Yet not all the forces at work there were violently libertarian. John Stuart Mill was one of a number of subscribers who set up a fund to endow “a place for political lectures and discussions independent of coerced tavern keepers and licensing magistrates”; a location was chosen, “in a neighbourhood well known to the democracy of London,” and the hall was established at 37a Clerkenwell Green which had once been a school for the children of Welsh Dissenters. It became known as the London Patriotic Club and its history of twenty years “is a history of radical issues”; Eleanor Marx Aveling, Bradlaugh and Kropotkin all used it as a centre for demonstrations and mass meetings. But perhaps the most interesting occupant was one of the last. A socialist press had been founded at the premises in the 1880s, and in 1902 Vladimir Ilyich Lenin walked every day from his lodgings in Percy Circus to Clerkenwell Green in order to edit an underground revolutionary journal entitled Iskra, “The Spark,” which was meant to ignite Russia. It might be mentioned here that in the seventeenth century the printers of Clerkenwell were denounced for issuing “Blasphemous and seditious” literature. That prolonged pattern or alignment of activities continued well into the twentieth century when the Communist newspaper, the Morning Star, had its offices just west of the green in Farringdon Road. In the 1990s the magazine for the homeless and the unemployed, the Big Issue, took up residence a few yards south of the green in the same area where Wat Tyler had led his army of radical protesters more than six hundred years before.

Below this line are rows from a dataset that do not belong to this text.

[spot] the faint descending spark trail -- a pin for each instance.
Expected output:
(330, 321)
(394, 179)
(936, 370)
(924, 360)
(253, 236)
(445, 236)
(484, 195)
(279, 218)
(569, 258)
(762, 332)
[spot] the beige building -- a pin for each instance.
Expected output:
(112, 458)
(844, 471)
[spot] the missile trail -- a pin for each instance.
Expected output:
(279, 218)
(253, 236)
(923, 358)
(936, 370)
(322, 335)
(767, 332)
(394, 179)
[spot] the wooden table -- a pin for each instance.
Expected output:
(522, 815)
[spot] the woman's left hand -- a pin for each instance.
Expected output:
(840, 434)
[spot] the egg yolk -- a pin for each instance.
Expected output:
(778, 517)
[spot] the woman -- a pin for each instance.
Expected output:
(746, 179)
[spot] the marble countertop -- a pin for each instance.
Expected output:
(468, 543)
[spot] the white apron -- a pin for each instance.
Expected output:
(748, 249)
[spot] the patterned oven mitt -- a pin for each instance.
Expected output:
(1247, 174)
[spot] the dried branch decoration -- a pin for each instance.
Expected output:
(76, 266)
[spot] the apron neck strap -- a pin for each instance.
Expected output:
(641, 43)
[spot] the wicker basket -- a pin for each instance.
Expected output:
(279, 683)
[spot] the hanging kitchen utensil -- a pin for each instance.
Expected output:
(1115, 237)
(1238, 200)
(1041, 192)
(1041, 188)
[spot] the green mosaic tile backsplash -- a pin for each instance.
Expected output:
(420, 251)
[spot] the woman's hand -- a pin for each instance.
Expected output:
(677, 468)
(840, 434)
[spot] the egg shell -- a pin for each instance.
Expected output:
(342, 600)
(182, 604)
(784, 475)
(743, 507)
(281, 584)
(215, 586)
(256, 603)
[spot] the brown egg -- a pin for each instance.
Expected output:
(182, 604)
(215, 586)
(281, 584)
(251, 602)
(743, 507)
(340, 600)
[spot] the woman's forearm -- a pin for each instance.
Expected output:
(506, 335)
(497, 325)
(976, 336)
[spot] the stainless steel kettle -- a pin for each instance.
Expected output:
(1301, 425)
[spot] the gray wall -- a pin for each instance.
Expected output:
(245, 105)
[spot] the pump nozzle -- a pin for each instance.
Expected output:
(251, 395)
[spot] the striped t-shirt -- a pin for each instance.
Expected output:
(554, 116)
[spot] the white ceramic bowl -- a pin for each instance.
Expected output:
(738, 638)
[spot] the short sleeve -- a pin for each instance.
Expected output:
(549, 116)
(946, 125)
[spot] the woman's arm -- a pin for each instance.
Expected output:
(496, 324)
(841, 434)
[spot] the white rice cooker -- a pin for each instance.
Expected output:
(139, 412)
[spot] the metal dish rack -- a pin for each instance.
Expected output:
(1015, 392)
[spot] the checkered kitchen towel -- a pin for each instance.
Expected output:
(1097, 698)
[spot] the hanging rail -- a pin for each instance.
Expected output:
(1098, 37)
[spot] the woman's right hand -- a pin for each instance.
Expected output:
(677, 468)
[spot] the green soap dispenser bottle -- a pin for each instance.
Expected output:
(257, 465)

So over a period of time, in one tiny part of the city, at first outside “the bars” and then within the ever expanding capital, the same forms of activity have taken place. It may simply be coincidence that Lenin followed in the path of the seventeenth-century printers. It may have been in conformity to habit, custom, or some kind of communal radical memory that the Chartists, the London Corresponding Society and the unions chose the same area for their meetings and demonstrations. It may be chance that the nineteenth-century affrays took place in the same vicinity as those of the fourteenth century. The editor of the Big Issue has assured the present author that he had no notion of Clerkenwell’s radical history when he decided to situate the office of his magazine in the area.

But other territorial clusters abound. The emergence of Clerkenwell as an instigator or abettor of radical activity is paralleled, for example, by the gradual identification of Bloomsbury with occultism and marginal spiritualism. When the great London mythographer William Blake was completing his apprenticeship in Great Queen Street, an elaborate Masonic lodge was being constructed opposite his employer’s workshop. It was the first city headquarters for what was then a controversial occult order of adepts who believed that they had inherited a body of secret knowledge from before the Flood. Before the erection of their great hall they had congregated at the Queen’s Head in Great Queen Street, and, in the same street less than a century later, the occult Order of the Golden Dawn held their meetings. The Theosophical Society met in Great Russell Street while around the corner, opposite Bloomsbury Square, exists the Swedenborg Society. Two occult bookshops can be found in the vicinity, while the Seven Dials close by marks the convergence of astrologers in the seventeenth century. So here again there seems to be a congregation of aligned forces, by coincidence or design, remaining active within the neighbourhood of a very few streets.

One street, and a particular church, also throw a suggestive light upon London itself. According to Stephen Inwood in A History of London, St. Stephen’s, Coleman Street, was “an old Lollard stronghold”; in the early sixteenth century it became a centre of incipient Lutheranism where heretical texts were placed on sale. In 1642 the five Members of Parliament whom Charles I rashly tried to arrest on charges of treason took refuge in Coleman Street-“a loyal street to the Puritan party”-which was “their stronghold.” Six years later Oliver Cromwell met with his supporters in the same street, as can be gathered in the trial of Hugh Peters after the Restoration.

COUNSEL: Mr. Gunter, what can you say concerning meeting and consultation at the “Star” in Coleman Street?

GUNTER: My lord, I was a servant at the “Star” in Coleman Street … that house was a house where Oliver Cromwell, and several of that party, did use to meet in consultation.